Government fees and stamp duty
Two separate charges apply, and they are often confused. The first is the MCA filing fee, which is based on the LLP's capital contribution:
| Capital contribution | MCA filing fee (per form) |
|---|---|
| Up to ₹1,00,000 | ₹500 |
| ₹1,00,001 to ₹5,00,000 | ₹2,000 |
| ₹5,00,001 to ₹10,00,000 | ₹4,000 |
| ₹10,00,001 and above | ₹5,000 |
After incorporation: ongoing compliance
Like a company, an LLP carries continuing obligations from the day it is incorporated — and these are due whether or not the LLP did any business during the year.
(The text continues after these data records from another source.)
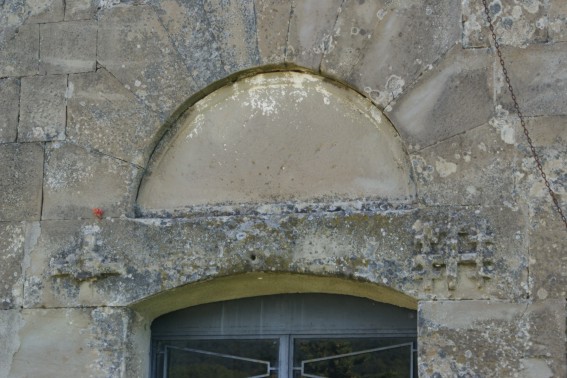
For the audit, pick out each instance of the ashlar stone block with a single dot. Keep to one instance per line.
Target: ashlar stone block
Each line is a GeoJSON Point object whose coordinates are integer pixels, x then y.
{"type": "Point", "coordinates": [78, 180]}
{"type": "Point", "coordinates": [90, 342]}
{"type": "Point", "coordinates": [453, 97]}
{"type": "Point", "coordinates": [68, 47]}
{"type": "Point", "coordinates": [474, 168]}
{"type": "Point", "coordinates": [233, 24]}
{"type": "Point", "coordinates": [9, 109]}
{"type": "Point", "coordinates": [42, 108]}
{"type": "Point", "coordinates": [311, 32]}
{"type": "Point", "coordinates": [194, 40]}
{"type": "Point", "coordinates": [408, 38]}
{"type": "Point", "coordinates": [538, 75]}
{"type": "Point", "coordinates": [105, 116]}
{"type": "Point", "coordinates": [19, 51]}
{"type": "Point", "coordinates": [12, 236]}
{"type": "Point", "coordinates": [491, 338]}
{"type": "Point", "coordinates": [272, 21]}
{"type": "Point", "coordinates": [20, 181]}
{"type": "Point", "coordinates": [135, 48]}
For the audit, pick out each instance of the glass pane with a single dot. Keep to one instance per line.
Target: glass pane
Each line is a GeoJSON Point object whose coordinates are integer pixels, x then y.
{"type": "Point", "coordinates": [353, 357]}
{"type": "Point", "coordinates": [228, 358]}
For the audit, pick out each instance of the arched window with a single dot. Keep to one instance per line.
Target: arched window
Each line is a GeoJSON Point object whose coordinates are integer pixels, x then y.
{"type": "Point", "coordinates": [288, 335]}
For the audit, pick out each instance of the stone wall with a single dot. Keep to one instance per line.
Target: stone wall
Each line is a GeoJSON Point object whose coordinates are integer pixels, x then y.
{"type": "Point", "coordinates": [92, 92]}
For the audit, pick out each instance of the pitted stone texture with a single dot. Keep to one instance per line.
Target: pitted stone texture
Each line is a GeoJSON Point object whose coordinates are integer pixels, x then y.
{"type": "Point", "coordinates": [42, 112]}
{"type": "Point", "coordinates": [474, 168]}
{"type": "Point", "coordinates": [471, 254]}
{"type": "Point", "coordinates": [9, 109]}
{"type": "Point", "coordinates": [538, 75]}
{"type": "Point", "coordinates": [233, 24]}
{"type": "Point", "coordinates": [490, 338]}
{"type": "Point", "coordinates": [272, 21]}
{"type": "Point", "coordinates": [426, 30]}
{"type": "Point", "coordinates": [558, 21]}
{"type": "Point", "coordinates": [20, 181]}
{"type": "Point", "coordinates": [516, 23]}
{"type": "Point", "coordinates": [311, 31]}
{"type": "Point", "coordinates": [105, 116]}
{"type": "Point", "coordinates": [19, 51]}
{"type": "Point", "coordinates": [68, 47]}
{"type": "Point", "coordinates": [12, 236]}
{"type": "Point", "coordinates": [78, 180]}
{"type": "Point", "coordinates": [10, 323]}
{"type": "Point", "coordinates": [80, 9]}
{"type": "Point", "coordinates": [90, 343]}
{"type": "Point", "coordinates": [135, 48]}
{"type": "Point", "coordinates": [454, 97]}
{"type": "Point", "coordinates": [548, 267]}
{"type": "Point", "coordinates": [187, 24]}
{"type": "Point", "coordinates": [324, 141]}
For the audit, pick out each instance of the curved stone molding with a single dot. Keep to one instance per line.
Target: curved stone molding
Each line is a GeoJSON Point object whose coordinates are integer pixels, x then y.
{"type": "Point", "coordinates": [276, 137]}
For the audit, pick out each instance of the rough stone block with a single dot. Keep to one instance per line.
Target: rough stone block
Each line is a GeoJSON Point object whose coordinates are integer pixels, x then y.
{"type": "Point", "coordinates": [453, 97]}
{"type": "Point", "coordinates": [135, 48]}
{"type": "Point", "coordinates": [487, 338]}
{"type": "Point", "coordinates": [68, 47]}
{"type": "Point", "coordinates": [558, 21]}
{"type": "Point", "coordinates": [9, 109]}
{"type": "Point", "coordinates": [19, 51]}
{"type": "Point", "coordinates": [474, 168]}
{"type": "Point", "coordinates": [107, 117]}
{"type": "Point", "coordinates": [90, 343]}
{"type": "Point", "coordinates": [20, 181]}
{"type": "Point", "coordinates": [80, 9]}
{"type": "Point", "coordinates": [78, 180]}
{"type": "Point", "coordinates": [12, 236]}
{"type": "Point", "coordinates": [427, 30]}
{"type": "Point", "coordinates": [10, 323]}
{"type": "Point", "coordinates": [538, 75]}
{"type": "Point", "coordinates": [234, 25]}
{"type": "Point", "coordinates": [311, 31]}
{"type": "Point", "coordinates": [42, 108]}
{"type": "Point", "coordinates": [272, 21]}
{"type": "Point", "coordinates": [194, 41]}
{"type": "Point", "coordinates": [516, 23]}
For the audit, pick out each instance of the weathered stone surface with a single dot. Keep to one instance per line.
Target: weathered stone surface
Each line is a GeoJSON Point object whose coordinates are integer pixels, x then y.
{"type": "Point", "coordinates": [105, 116]}
{"type": "Point", "coordinates": [78, 180]}
{"type": "Point", "coordinates": [548, 266]}
{"type": "Point", "coordinates": [42, 112]}
{"type": "Point", "coordinates": [488, 338]}
{"type": "Point", "coordinates": [233, 24]}
{"type": "Point", "coordinates": [435, 253]}
{"type": "Point", "coordinates": [537, 74]}
{"type": "Point", "coordinates": [135, 48]}
{"type": "Point", "coordinates": [90, 343]}
{"type": "Point", "coordinates": [352, 34]}
{"type": "Point", "coordinates": [311, 31]}
{"type": "Point", "coordinates": [10, 323]}
{"type": "Point", "coordinates": [474, 168]}
{"type": "Point", "coordinates": [9, 109]}
{"type": "Point", "coordinates": [426, 30]}
{"type": "Point", "coordinates": [557, 21]}
{"type": "Point", "coordinates": [11, 256]}
{"type": "Point", "coordinates": [194, 40]}
{"type": "Point", "coordinates": [19, 51]}
{"type": "Point", "coordinates": [68, 47]}
{"type": "Point", "coordinates": [516, 23]}
{"type": "Point", "coordinates": [80, 9]}
{"type": "Point", "coordinates": [272, 21]}
{"type": "Point", "coordinates": [453, 97]}
{"type": "Point", "coordinates": [324, 142]}
{"type": "Point", "coordinates": [20, 181]}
The core annual calendar is:
- Form 11 — the LLP's Annual Return — generally due by 30 May each year.
- Form 8 — the Statement of Account & Solvency — generally due by 30 October each year.
- Income tax return — filed every year; a tax audit under the income tax law applies if turnover crosses the prescribed limit.
- Audit under the LLP Act — a statutory audit becomes mandatory only if turnover exceeds ₹40 lakh or contribution exceeds ₹25 lakh; smaller LLPs are exempt.
An LLP is a clean, cost-efficient way to give a partnership the protection of limited liability — provided the agreement is drafted well and the annual filings are kept current. If you're planning to set one up, talk to our team for advice tailored to your situation.
Key takeaways
- An LLP combines the limited liability of a company with the flexibility — and lighter compliance — of a partnership.
- Decide the structure first: an LLP suits professional firms and low-capital ventures, while a Private Limited Company suits businesses that will raise equity.
- Incorporation is online — digital signatures, name reservation through RUN-LLP, and the FiLLiP form — with the LLP Agreement filed in Form 3 within 30 days.
- Compliance begins immediately: annual Form 11 and Form 8, plus an income tax return, are due every year regardless of activity.
- An LLP needs a statutory audit only once turnover exceeds ₹40 lakh or contribution exceeds ₹25 lakh — one reason its running costs are lower.